Он знал, что они правы. Вэнь оставил себе письмо с отказом и выбросил стихи. Он вспомнил Бертольда Брехта:

Я хотел бы быть мудрецом.В древних книгах написано, что такое мудрость.Отстраняться от мирских битв и провести свой краткий век,Не зная страха.Обойтись без насилья.За зло платить добром.Не воплотить желанья свои, но о них позабыть.Вот что считается мудрым.На все это я неспособен.[1]

Случайно он забрел в чайную “Новый Свет”. Там пела молодая женщина, и Вэнь Мечтатель, сбитый с толку и зачарованный, слушал ее пять часов подряд. После он хотел с ней заговорить, отметить суровую красоту ее музыки – но какими словами? Музыка девушки содержала и поэзию, и писаное слово, и все же уносилась куда как дальше этих границ в иную обитель, в молчание, что он прежде полагал невыразимым. Вэнь хотел ее окликнуть, но вместо этого смотрел, как она в одиночку уходит вверх по лестнице. Ничто не сдвинулось с места, мир был все тот же, и все же по пути домой Вэню казалось, что его жизнь переломилась надвое. Он долго стоял, глядя на маслянистую от грязи бессонную реку, от которой в темноте остались одни только звуки, и гадал, что же переменилось.
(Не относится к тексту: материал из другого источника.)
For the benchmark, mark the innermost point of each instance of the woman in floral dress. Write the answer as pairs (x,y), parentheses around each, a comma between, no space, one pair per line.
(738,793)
Жаркой и влажной августовской ночью Завиток, делившая жилище с тремя вдовушками, получила посылку. В посылке содержалась единственная тетрадка: в форме крошечной двери, переплетенная на хлопковую нить коричневого цвета. Ни марки, ни обратного адреса, ни пояснительного письма, только ее имя, выведенное на конверте квадратными, но все же трогательными иероглифами. Она уселась было за ужин, состоявший из подсоленной репы, но тетрадь, лежавшая рядом, так и манила. Завиток открыла ее на первой странице и принялась читать. Это была книга, переписанная от руки тушью. Она много лет уже не читала книг и сперва ничего не поняла.

Страница за страницей ее забитая хламом одинокая комнатка растворялась; Завиток вдохнула пыльный воздух воображаемого Пекина, где правительство поставили на колени, старая вера была сплошь подорвана, и два друга, Да Вэй и Четвертое Мая, некогда во всех смыслах близкие, пришли к “десятому слову” – туда, где нарушаются клятвы и расходятся жизни. Когда тетрадка закончилась так же, как и началась – на полуфразе, – Завиток вновь достала конверт и от души его потрясла, надеясь, что выпадет еще один; но конверт был пуст. Она сидела на кровати во вновь притихшей комнате и утешалась, перекладывая отрывок из повести на музыку. Когда она пропела слова, те обрели еще одну, новую жизнь и заполнили комнату возможностью. Вдовушки-соседки забарабанили в стены и заорали, чтобы она вела себя потише.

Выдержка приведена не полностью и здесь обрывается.